However, that limit might not exist. So the correct answer to your first question is that the basic idea of box-counting dimension may be applied to any bounded set but it might or might not yield a result.  A generalization is to replace the limit with a limit superior or limit inferior. This yields two new definitions of dimension - the upper box-counting dimension and the lower box-counting dimension. These two are well defined for any bounded set and the (unqualified) box-counting dimension is well defined precisely when the upper and lower dimensions are equal.


*As you point out, it can be difficult to estimate box-counting dimension in real world examples, as we typically only have the value of $N_{\varepsilon}(E)$ for finitely many values of $\varepsilon$ and we certainly can't compute it for $\varepsilon=0$. Furthermore, when it comes to "real world" examples, as far as we know, the box-counting idea breaks down at the sub-atomic level.
The standard interpretation in the physics literature, as I understand it, is to presume that the relationship between $N_{\varepsilon}(E)$ and $\varepsilon$ should be maintained over a broad range of values. A standard way to compute the box-counting dimension is compute $N_{\varepsilon_k}(E)$ for some terms $\varepsilon_k$ chosen from a sequence that tends geometrically to zero. We then fit a line to the points in a log-log plot of $N_{\varepsilon}(E)$ versus $\varepsilon$. The box-counting dimension should be approximately the negative slope of that line.
A: *

*You can compute the box-counting dimension for any bounded subset of $\mathbb{R}^n$ (for unbounded sets, e.g., a line, it does not work as well). For non-fractal sets the result agrees with other concepts of dimension (dimension of a vector space, dimension of a manifold). E.g., a line segment has dimension $1$ because it's covered by $\lceil \epsilon^{-1}\rceil$ intervals of length $\epsilon$. 

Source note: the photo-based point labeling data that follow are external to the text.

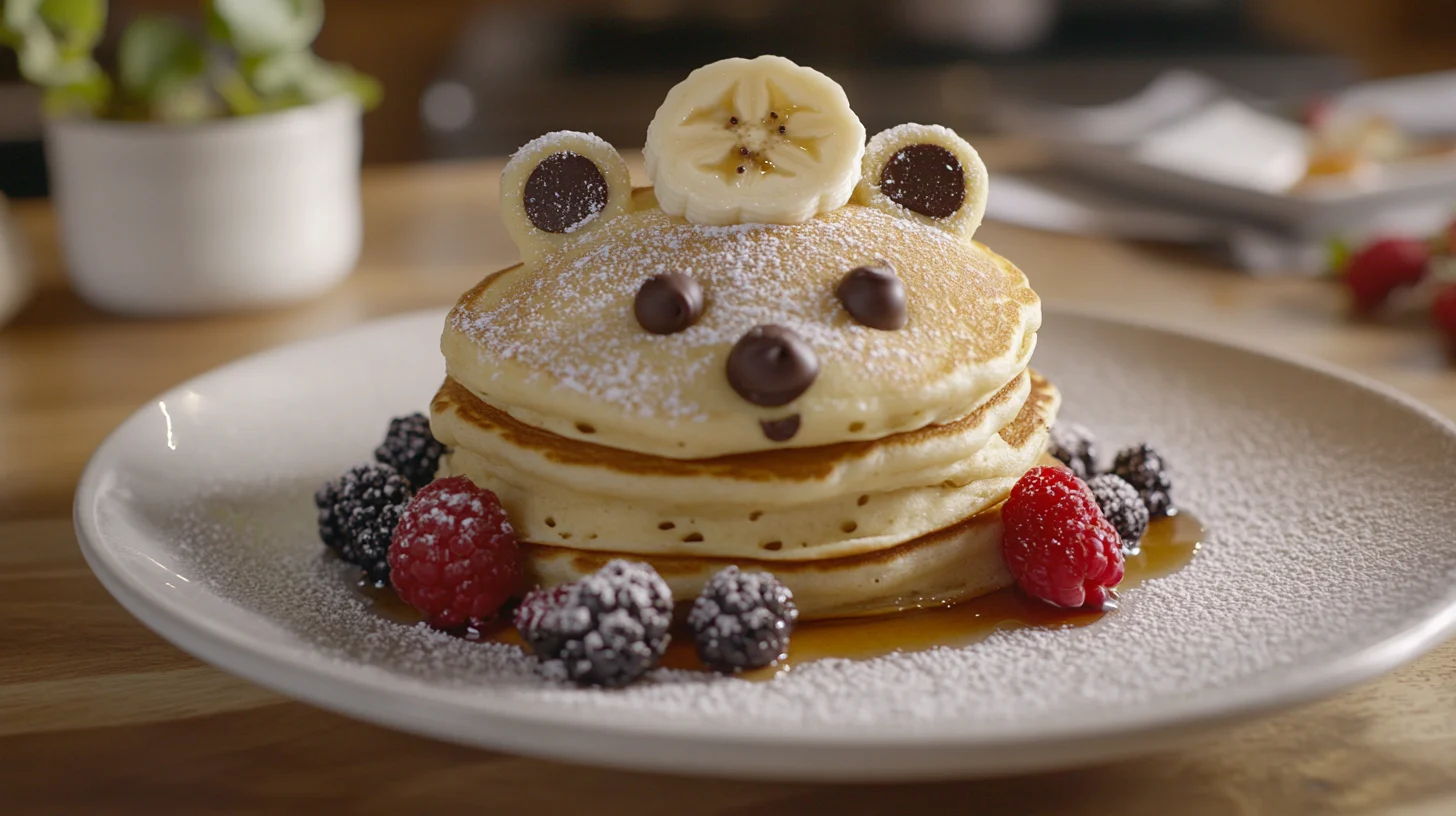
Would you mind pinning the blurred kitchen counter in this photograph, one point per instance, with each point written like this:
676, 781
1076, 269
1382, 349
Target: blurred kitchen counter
98, 714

*It is worthwhile to consider the behavior of sets on finite scale, although this gets further away from measure theory and closer to computational geometry. Specifically, if $N(\epsilon)$ is the size of a minimal $\epsilon$-net, one can think of $d(\epsilon) = -\log N(\epsilon)/\log \epsilon$ as "dimension at scale $\epsilon$". See $\epsilon$-net article on Wikipedia for a starting point; a search for this term brings up a few relevant articles. A natural question is: what should one do with this "scale-dependent dimension" other than pointing at it?